I got to Osaka after a few more train changes, short of breath and a little drunk after taking the edge off with a couple of Asahis. I had a full half-hour to make my connection, this’d be fine. I looked up at a sign reading ‘Lost & Found’, with an arrow pointing up, meaning forward. I walked forward and about 100m further down I saw another one, so continued walking. I walked for around five minutes until I had reached literally the end of the station. I walked outside for some reason in the hope it may be there, and was greeted by a bunch of taxi drivers shouting for my business. I ran back inside and headed back to where I had come from, where I saw another sign for lost property with a ‘down’ arrow next to it, facing the other direction. Turns out an ‘up’ arrow in Japan means behind you. So I frantically scrambled across the concourse with my now wheel-less suitcase until I found a small door with ‘Lost and Find’ written on it. I slid it open to reveal a guy sat behind a tiny desk, who immediately stood to attention.

“Black hoodie?” I said, hopefully. His response, in apologetic Japanese, indicated that this conversation may be rather difficult as he spoke no English. I made the same hoodie gesture as before and he asked where it was. I said it should be here. He gestured that he had no idea, but before I could reply he ran off and grabbed a colleague who could speak limited English. “Where you hoodie?” he said, to which I frustratedly replied “Here! It should be here!”. They both made a simultaneously inquisitive hoodie gesture to check that I was definitely on the same wavelength. They told me no and there was nothing they could do. I told them the other guys said it was here, to which they told me it might be in Tokyo. I said I don’t have time to collect it in Tokyo. They said they’d send it to me. I told them I was leaving Japan the following day. They told me they couldn’t ship internationally. I told them I knew that as there was a giant sign behind them stating that exact clause. They said “Hoodie?” one more time, to which I said “Yes! A hoodie! In Osaka! It will be here!” to which the guy suddenly went “Ah!”, and disappeared for a second into a side door before returning with my hoodie in hand.

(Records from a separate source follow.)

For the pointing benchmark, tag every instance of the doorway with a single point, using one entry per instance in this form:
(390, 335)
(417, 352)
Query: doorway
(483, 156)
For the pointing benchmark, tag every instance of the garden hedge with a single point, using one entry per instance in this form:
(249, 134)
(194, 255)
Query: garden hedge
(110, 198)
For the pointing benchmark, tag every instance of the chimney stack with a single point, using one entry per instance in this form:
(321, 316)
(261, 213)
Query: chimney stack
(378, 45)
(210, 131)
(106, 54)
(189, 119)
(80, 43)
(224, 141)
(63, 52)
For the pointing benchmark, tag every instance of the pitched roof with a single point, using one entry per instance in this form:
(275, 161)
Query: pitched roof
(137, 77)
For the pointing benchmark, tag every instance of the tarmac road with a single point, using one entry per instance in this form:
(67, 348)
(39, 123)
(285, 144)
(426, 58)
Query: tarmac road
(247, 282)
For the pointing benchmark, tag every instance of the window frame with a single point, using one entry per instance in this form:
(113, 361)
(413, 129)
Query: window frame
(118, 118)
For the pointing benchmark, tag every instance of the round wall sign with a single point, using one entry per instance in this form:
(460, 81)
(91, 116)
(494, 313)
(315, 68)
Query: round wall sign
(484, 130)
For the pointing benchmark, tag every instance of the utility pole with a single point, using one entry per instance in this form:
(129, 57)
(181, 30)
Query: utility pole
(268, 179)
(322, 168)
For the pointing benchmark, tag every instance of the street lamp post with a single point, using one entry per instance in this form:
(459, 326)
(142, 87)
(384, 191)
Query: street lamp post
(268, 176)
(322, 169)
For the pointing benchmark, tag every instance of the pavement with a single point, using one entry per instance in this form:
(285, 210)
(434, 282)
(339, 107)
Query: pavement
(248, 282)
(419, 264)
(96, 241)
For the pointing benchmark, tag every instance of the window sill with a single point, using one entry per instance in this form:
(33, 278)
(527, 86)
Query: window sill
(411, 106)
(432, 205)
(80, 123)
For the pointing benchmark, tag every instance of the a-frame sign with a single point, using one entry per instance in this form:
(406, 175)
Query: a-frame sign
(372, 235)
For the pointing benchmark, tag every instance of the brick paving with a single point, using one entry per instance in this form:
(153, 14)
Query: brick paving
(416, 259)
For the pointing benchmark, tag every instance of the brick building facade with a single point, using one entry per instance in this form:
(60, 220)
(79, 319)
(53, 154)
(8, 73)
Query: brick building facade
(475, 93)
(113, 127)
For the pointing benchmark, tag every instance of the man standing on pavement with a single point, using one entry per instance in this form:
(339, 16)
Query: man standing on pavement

I mean seriously guys, what the Christ. You had it all along and I’ve been stood here for 15 minutes with you telling me it’s in Tokyo?! Jesus. I thanked them and again found myself sprinting for the train, making it with around 30 seconds to spare this time. Phew.

I’m in Singapore now, so will report more from here maybe tomorrow, but for now, that’s the Japan portion of my trip done and dusted. I am so exhausted it’s not even true. While it was experience I will never ever forget, it’ll also always be one that I would heed many words of warning to others before attempting. It’s hard work.